New mortgage volumes have fallen as NSW’s market downturn continues to tighten its grip on the state, according to new research.
Data from the NSW Land Registry Services revealed that new mortgage volumes in the year to September 2022 decreased by 15,944 (8.7 per cent) when compared to the year preceding September 2021.
The research was based on official data from the NSW Land Registry Services and an analysis of newly originated mortgages in NSW. It excluded refinances and all mortgages registered on land titles outside NSW. Jerry Goldfried, head of data and insights at NSW Land Registry Services, explained the figures reflect the downturn experienced in the Sydney property market, which fell 1.3 per cent in October as part of a 10.2 per cent decline since peaking in January.

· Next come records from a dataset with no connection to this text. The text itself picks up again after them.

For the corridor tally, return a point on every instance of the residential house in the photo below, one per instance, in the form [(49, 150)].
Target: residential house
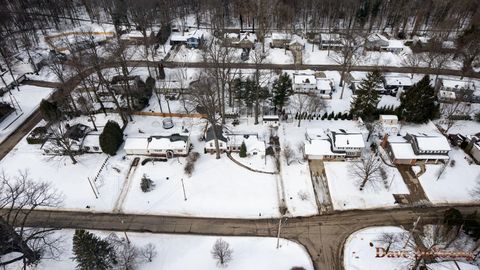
[(325, 87), (190, 39), (304, 83), (333, 144), (394, 83), (456, 90), (271, 120), (414, 148), (210, 140), (280, 40), (169, 146), (331, 41), (389, 124), (376, 42)]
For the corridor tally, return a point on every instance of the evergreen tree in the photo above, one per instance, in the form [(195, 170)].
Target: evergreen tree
[(111, 138), (243, 150), (282, 89), (50, 110), (365, 103), (91, 252), (419, 103)]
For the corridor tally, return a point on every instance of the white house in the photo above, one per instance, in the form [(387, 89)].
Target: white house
[(333, 144), (210, 140), (413, 148), (167, 146), (91, 143), (304, 83), (325, 86), (271, 120)]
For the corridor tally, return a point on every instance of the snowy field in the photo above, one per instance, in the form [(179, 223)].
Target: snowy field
[(345, 192), (217, 188), (455, 183), (360, 253), (69, 179), (29, 98), (189, 252)]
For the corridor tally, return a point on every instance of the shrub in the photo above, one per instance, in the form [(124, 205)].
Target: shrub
[(243, 150), (146, 184), (111, 138)]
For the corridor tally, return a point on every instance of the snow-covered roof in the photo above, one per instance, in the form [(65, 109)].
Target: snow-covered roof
[(395, 44), (135, 143), (324, 84), (398, 80), (331, 37), (304, 79), (177, 36), (457, 84), (279, 36), (432, 143), (404, 150), (320, 147), (342, 140), (166, 143), (376, 37), (270, 118), (388, 117)]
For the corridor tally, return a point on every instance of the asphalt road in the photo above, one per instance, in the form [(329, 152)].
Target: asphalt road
[(323, 236)]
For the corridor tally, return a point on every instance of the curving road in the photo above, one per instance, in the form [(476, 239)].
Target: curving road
[(323, 236)]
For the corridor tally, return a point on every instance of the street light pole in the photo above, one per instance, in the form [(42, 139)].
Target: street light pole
[(183, 187)]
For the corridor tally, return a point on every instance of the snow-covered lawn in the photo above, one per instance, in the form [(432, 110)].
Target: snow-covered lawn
[(345, 193), (28, 98), (190, 252), (360, 252), (455, 184), (217, 188)]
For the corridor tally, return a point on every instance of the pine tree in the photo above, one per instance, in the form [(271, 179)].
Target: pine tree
[(365, 103), (111, 138), (419, 103), (91, 252), (243, 150), (282, 89), (50, 110)]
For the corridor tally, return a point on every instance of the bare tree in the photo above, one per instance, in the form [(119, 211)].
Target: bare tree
[(148, 252), (127, 254), (306, 103), (288, 153), (367, 169), (60, 143), (347, 57), (204, 95), (453, 111), (19, 197), (222, 252)]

“The reason those banks experienced a decline in new mortgage volumes was because there were fewer active buyers in the market, compared to the property boom,” Mr Goldfried said.

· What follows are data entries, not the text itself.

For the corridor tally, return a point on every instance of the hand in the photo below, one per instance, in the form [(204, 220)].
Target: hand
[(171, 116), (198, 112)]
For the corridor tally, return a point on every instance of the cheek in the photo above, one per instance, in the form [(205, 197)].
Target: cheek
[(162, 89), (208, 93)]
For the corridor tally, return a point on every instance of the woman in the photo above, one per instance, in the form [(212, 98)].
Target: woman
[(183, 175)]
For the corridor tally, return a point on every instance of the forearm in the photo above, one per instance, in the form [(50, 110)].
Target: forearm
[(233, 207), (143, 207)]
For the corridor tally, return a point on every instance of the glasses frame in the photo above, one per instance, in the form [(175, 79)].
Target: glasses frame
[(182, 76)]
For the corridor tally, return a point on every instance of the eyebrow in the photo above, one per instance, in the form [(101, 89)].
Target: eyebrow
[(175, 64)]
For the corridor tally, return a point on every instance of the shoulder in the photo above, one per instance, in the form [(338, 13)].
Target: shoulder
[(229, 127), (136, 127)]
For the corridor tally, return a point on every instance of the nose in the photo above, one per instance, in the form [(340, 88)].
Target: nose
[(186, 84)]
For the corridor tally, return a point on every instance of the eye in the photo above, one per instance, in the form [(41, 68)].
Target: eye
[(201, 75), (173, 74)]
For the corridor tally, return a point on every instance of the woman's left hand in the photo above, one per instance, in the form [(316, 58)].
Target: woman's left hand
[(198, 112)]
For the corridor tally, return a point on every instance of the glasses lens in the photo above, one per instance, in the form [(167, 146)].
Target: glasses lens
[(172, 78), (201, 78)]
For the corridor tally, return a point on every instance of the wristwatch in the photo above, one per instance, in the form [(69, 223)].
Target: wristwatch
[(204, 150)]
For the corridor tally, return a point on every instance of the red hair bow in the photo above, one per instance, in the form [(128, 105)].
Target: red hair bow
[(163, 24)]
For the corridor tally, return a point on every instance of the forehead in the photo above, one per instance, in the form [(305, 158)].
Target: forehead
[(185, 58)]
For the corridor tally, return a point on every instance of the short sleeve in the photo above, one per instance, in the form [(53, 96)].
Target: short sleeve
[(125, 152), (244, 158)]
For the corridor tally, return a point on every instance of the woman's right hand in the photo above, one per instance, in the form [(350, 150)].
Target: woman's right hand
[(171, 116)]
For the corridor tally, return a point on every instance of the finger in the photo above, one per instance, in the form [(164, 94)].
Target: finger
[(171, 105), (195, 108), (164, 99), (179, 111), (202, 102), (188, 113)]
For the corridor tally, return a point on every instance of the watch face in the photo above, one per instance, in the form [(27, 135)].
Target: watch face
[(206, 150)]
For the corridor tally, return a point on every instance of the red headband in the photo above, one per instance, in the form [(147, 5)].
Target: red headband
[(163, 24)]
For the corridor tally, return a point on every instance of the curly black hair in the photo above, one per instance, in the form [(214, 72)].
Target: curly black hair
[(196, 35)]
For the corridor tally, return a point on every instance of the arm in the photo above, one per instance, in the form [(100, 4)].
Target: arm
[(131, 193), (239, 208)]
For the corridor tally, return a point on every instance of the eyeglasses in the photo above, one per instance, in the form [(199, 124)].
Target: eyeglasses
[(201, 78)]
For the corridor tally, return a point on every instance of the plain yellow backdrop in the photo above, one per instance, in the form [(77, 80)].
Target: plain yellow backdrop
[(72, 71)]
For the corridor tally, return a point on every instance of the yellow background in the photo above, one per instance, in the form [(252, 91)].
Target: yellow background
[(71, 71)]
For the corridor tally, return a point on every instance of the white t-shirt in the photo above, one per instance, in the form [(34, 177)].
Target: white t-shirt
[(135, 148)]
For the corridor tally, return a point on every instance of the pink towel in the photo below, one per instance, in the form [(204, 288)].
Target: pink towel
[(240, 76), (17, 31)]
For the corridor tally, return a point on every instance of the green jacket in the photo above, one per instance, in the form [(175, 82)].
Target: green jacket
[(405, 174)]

“That can be seen in property price growth statistics, which show that Sydney’s median property price increased in the year to September 2021 but then fell in the year to September 2022.”
This resulted in the declines reported within NSW mortgage volumes throughout the 12 months to September 2022. During that time, just six lenders — three banks and three non-banks — reported a volume increase.

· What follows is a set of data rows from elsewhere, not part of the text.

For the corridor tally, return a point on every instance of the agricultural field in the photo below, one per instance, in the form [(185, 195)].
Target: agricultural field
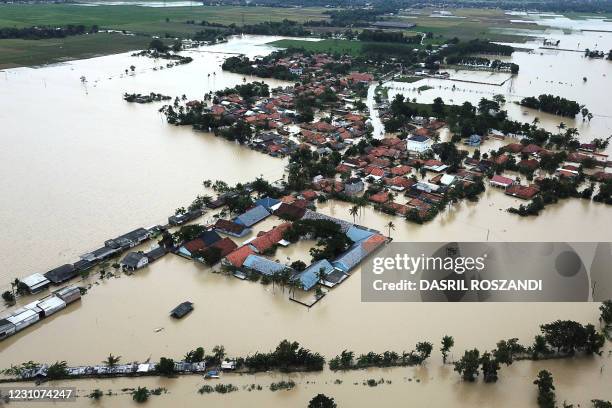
[(144, 21), (148, 20), (492, 24), (18, 53)]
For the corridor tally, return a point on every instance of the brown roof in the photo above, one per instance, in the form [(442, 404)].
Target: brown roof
[(238, 256), (380, 198), (226, 246), (229, 226)]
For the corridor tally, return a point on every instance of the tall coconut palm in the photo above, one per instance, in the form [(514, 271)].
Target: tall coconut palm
[(112, 361), (354, 210), (391, 226)]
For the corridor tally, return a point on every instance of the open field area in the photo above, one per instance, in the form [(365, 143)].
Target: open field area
[(146, 21), (16, 52), (492, 24), (149, 20), (351, 47)]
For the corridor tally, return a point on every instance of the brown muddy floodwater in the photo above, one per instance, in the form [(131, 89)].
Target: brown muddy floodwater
[(78, 165)]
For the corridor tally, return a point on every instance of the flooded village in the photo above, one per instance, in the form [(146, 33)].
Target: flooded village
[(276, 213)]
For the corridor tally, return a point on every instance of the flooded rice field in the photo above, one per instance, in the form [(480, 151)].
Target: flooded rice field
[(79, 165)]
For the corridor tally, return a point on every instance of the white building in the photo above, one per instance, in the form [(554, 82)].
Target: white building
[(419, 144)]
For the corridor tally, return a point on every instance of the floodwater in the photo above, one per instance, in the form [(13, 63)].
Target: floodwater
[(557, 72), (79, 165)]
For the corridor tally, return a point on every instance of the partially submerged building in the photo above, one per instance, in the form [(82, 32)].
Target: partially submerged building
[(61, 274), (35, 283)]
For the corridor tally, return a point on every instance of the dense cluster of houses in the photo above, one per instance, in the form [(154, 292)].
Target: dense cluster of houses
[(253, 255), (131, 369), (33, 312)]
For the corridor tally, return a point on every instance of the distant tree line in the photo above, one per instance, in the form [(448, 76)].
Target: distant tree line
[(43, 32), (388, 36), (552, 104)]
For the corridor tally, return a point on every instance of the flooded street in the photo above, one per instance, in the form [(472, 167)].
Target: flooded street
[(79, 165), (543, 71)]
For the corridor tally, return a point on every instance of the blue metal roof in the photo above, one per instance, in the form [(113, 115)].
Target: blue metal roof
[(418, 138), (209, 237), (267, 202), (310, 276), (350, 258), (252, 216), (357, 234), (262, 265)]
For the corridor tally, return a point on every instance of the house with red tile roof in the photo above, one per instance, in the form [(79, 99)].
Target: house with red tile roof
[(309, 195), (400, 170), (523, 192), (501, 181), (236, 258), (266, 240), (380, 198)]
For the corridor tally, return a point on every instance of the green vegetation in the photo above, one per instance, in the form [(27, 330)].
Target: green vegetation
[(144, 21), (322, 401), (346, 360), (553, 104), (546, 395), (18, 52), (147, 20), (354, 48)]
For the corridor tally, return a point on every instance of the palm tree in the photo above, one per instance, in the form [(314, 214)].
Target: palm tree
[(561, 126), (391, 226), (354, 210), (321, 275), (111, 360)]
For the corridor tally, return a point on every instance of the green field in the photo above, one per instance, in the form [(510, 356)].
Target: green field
[(492, 24), (329, 46), (149, 20), (18, 53), (145, 21)]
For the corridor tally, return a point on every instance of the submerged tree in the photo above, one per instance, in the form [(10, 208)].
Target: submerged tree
[(467, 366), (447, 343), (322, 401), (546, 395)]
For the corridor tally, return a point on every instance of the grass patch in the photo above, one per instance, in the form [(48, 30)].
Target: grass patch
[(354, 48), (351, 47), (149, 20), (408, 79), (145, 21), (17, 53)]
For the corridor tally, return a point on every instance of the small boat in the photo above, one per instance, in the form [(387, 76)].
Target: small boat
[(181, 310), (212, 374)]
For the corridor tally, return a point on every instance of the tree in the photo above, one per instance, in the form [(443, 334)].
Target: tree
[(391, 226), (322, 401), (141, 394), (354, 210), (424, 350), (504, 353), (57, 370), (447, 343), (606, 312), (195, 356), (165, 366), (96, 394), (8, 297), (111, 360), (490, 366), (219, 353), (437, 108), (158, 45), (546, 396), (467, 366)]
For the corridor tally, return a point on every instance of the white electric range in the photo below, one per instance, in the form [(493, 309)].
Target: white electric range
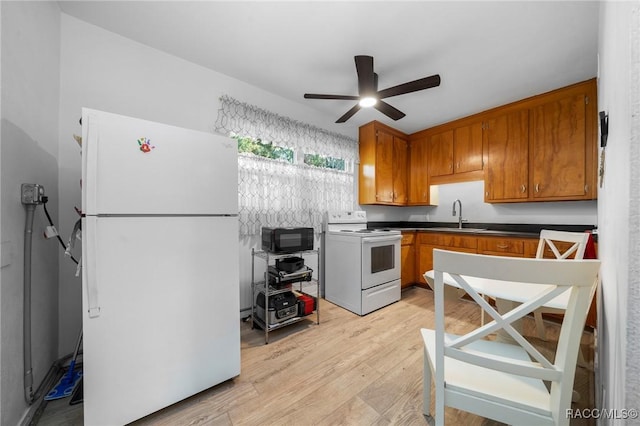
[(362, 266)]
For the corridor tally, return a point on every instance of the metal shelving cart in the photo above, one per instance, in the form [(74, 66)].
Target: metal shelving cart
[(260, 284)]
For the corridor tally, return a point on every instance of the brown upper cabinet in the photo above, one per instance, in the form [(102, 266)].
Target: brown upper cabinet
[(419, 185), (457, 152), (543, 148), (506, 175), (383, 165)]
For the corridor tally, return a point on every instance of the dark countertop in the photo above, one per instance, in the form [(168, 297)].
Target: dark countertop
[(480, 229)]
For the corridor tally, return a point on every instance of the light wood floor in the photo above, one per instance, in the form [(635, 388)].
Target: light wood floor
[(349, 370)]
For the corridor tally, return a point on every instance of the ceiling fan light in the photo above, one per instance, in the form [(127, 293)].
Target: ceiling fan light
[(368, 101)]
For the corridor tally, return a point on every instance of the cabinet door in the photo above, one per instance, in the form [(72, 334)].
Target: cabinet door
[(559, 148), (425, 257), (384, 167), (418, 178), (400, 161), (467, 148), (441, 154), (507, 145)]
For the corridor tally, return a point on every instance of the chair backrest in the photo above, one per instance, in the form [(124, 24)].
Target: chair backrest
[(554, 277), (550, 239)]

MyState Bank nearly doubled its volume (+96.4 per cent), while Pepper Money experienced a 2.1 per cent increase. Conversely, Regional Australia Bank experienced volume declines totalling 27.1 per cent, whereas the shortest drop was Bank of Queensland’s 2.5 per cent.
Australia’s big four banks all fell victim to mortgage declines in NSW, as did other large institutions, Macquarie Bank, ING, Bendigo, and Adelaide Bank.
Mr Goldfried did note: “Sometimes it can be easier to grow when you’re a smaller institution, because you’re starting from a lower base.
“It’s also possible those institutions took certain strategic or marketing decisions that allowed them to do more new business, even as the market as a whole went backwards.”
Consistent interest rate increases across the last six months have also increased the difficulty with which Australians are able to service loans. Research from Roy Morgan earlier this month found 21.1 per cent of mortgagors were “at risk” of mortgage stress, with the potential for this figure to rise to 23.3 per cent should the Reserve Bank of Australia choose to enact another cash rate increase at its next monthly meeting.